"And the Holy Ghost descended in a bodily shape, like a dove, upon him; and a voice came from heaven, which said, Thou art my beloved Son; in thee I am well pleased. And Jesus being full of the Holy Ghost, returned from Jordan, and was led by the Spirit into the wilderness."

This is a consecutive sentence, and yet the genealogies have been clumsily pitchforked into the middle of it. (Luke iii. 23.)

And with regard to Matthew, it can, at least, be proved that Justin Martyr knew nothing of his genealogies.

"He was the Son of Man, either because of his birth by the Virgin, who was, as I said, of the family of David, and Jacob, and Isaac, and Abraham." Plainly Justin thought that it was the Virgin and not Joseph that had descended from Abraham.

But the suppressing of genealogies that were not invented until one hundred years after the Apostles were slumbering in forgotten tombs, was only a detail of their "heresy." Their gospel makes out Christ to be not the Logos masquerading in a human form, but a man and a prophet. "A prophet will the Lord our God raise up unto you from your brethren," he says. And prophets can sin, and he can sin, for he was plainly without the Holy Ghost until his baptism. It comes down, in the Hebrew gospel, not upon, but into him. And he is the Son of God from that moment, not before.

"Call me not good, for he that is good is one the Father in the heavens!" Pseudo-Matthew weakens this considerably, "There is none good but one, that is God."
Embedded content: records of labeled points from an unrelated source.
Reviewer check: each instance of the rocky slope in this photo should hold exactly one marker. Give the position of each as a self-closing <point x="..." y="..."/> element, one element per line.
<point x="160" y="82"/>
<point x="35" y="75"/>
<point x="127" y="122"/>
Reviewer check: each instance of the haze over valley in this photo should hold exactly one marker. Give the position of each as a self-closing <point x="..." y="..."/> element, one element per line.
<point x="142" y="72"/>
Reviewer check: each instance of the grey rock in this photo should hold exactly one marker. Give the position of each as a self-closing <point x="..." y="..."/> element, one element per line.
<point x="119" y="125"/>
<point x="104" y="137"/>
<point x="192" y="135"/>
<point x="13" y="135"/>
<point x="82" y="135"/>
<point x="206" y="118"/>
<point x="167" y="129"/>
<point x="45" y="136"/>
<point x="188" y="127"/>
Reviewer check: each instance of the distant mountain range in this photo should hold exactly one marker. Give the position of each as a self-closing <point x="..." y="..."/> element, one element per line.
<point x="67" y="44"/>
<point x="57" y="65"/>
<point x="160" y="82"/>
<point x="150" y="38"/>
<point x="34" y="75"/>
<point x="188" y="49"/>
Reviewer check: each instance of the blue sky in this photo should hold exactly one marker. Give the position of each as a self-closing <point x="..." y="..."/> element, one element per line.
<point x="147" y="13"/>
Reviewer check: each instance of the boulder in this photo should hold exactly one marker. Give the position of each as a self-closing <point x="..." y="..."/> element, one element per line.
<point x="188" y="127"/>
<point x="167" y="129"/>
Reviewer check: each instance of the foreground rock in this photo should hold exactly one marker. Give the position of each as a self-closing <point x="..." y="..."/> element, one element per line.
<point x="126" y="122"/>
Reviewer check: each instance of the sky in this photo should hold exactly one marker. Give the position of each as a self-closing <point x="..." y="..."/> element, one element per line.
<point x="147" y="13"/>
"He that is good is one." That was the motto of the Essenes of Jerusalem. Tertullian tells us that certain "unlearned" Christians in his day protested against the Trinity. "They declare that we proclaim two or three gods, but they, they affirm, worship only one." (Adv. Prax. c. 3.) The unlearned were the Church of Jerusalem that still clung to the text, "He that is good is One."

We come to other "heresies." The early gospel knew nothing of Matthew's interpolation about John the Baptist eating locusts, because John the Baptist, as an Essene, could do nothing of the sort. And Jerome tells us that the wicked Ebionites garbled the passage, Luke xxii. 15, to make it appear that Jesus actually refused to eat flesh at the Passover supper.

This is all that can be restored of this in the Ebionite gospel:—

"... Where wilt thou that we prepare for thee to eat the Passover?"